她又想:“阿沅是渔夫,身上鱼腥味浓重。我和他短暂接触,身上尚且沾染上了鱼腥味。若他要杀齐小姐,二人必有接触,她衣物上断不会无味。而齐小姐尸体上,竟无半分鱼腥。”
她笔锋一转,继续道:“杀人动机呢?齐小姐身体未遭侵害,屋内却丢了件贵重珍宝。阿沅若为夺宝杀人,以我所观其轻功之高,早已逃之夭夭,又何必藏身于柜,等着被人发现?”
念及此,白芷兰更添几笔,心中更有一分笃定。阿沅曾救她三次,从不主动伤人,哪怕是防卫,也不见杀招。她相信,阿沅本性善良,不会为恶。
三页纸写毕,她将之托人呈交审讯官。
申时过半,终有人前来,告知她可缴纳赎金赎人。
白芷兰心中一喜,按照本朝律法,疑罪从赎,这是要放人了。
“白小姐,如今证据不足,此人尚不能定为凶手,暂时释放。不过其身份仍属可疑,小姐需多加小心。”
白芷兰接过一册口供,展开一看,是王渔夫的供词,记载了阿沅的情况。
原来,阿沅是王渔夫本月初从河里救上来的,醒来后自称失忆,什么也不记得了,身上无任何文牒或路引,身份难以辨别。
册中提到,阿沅在王渔夫家帮忙送鱼,力大如牛,勤劳耐劳,只是饭量极大,天天吃不饱。渔夫怀疑他是逃窜的囚犯,之前被关押着一直受饿,所以现在才这么能吃。
白芷兰看完,不禁莞尔。
“你赎的我?”
白芷兰闻声抬头,见“嫌犯”阿沅正站在她面前,面无表情地看着她。
“对。”她的笑容愈加灿烂,“走吧,我带你去吃东西。”
“不吃。”
白芷兰惊讶:“为什么?你不饿了?”
阿沅警惕地看着她,“吃了女人给的食物,就会被弄晕。”
…………
白芷兰软磨硬泡,总算让阿沅给了“女人给的食物”第三次机会。
“没吃饱,还有吗?”
两张空盘子前,阿沅抹抹嘴,睁着湿漉漉地眼睛望着她。
白芷兰无奈一笑:这人刚才还担心吃了会被弄晕,真吃起来了倒是一点不客气,竟毫无顾忌地连她的那份也一并吃了。

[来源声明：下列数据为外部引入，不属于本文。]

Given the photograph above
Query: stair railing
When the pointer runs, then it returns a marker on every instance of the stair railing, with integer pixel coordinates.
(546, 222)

但白芷兰自然不会饿着“救命恩人”,索性带着他从街头吃到街尾。
夜幕渐垂,二人坐在即将打烊的面摊上。
白芷兰撑着下巴,瞧着阿沅狼吞虎咽地吃完一碗面,双颊鼓鼓地像只憨态可掬的小兽,她忍不住笑出了声。
只见阿沅抬起头,眼巴巴地盯着她碗里一根未动的面条,问:
“你不吃吗?”
“太烫了,晾一会儿再吃。”
阿沅道:“哦,我还以为你不想吃。你要是不吃,可以给我吃。”
“……”
面条终于不烫了,白芷兰端起碗,正要喝一口面汤,却忽觉一股大力从头顶传来,脑袋猛地被阿沅按下,险些整张脸都埋进碗里。
白芷兰气得想打人,却突然听见头顶有破风之声划过。一扭头,眼前赫然见到一枚飞镖直直钉在身旁的柱子上。
她刚一起身,就见那碗一口未动的面已飞了出去,迎向空中的几枚飞镖,炸出飞溅的汤花。
——有刺客!竟然有人敢在京城大街上公然行刺!
白芷兰被吓得一个激灵,拔腿就跑,却见阿沅猛然掀起面摊的桌子,挡下了那迎面而来的大刀。桌子瞬间裂成两半,木屑飞散。
面摊上的食客们早已吓得四散而逃,而那黑衣人目露寒光,挥刀再次向白芷兰劈来。
阿沅眼疾手快,抄起一张木凳挡下,然而脆弱的木凳在利刃之下应声碎裂。
眼看阿沅两手空空,白芷兰心急如焚,猛地夺过面摊老板手中的铁勺,朝阿沅丢去:“阿沅,接着!”
阿沅接过铁勺,手中有了武器,身法更显灵活,游刃有余地与黑衣人周旋。白芷兰心跳如鼓,拖着被吓得瘫软的面摊老板,躲到一个大瓦罐后。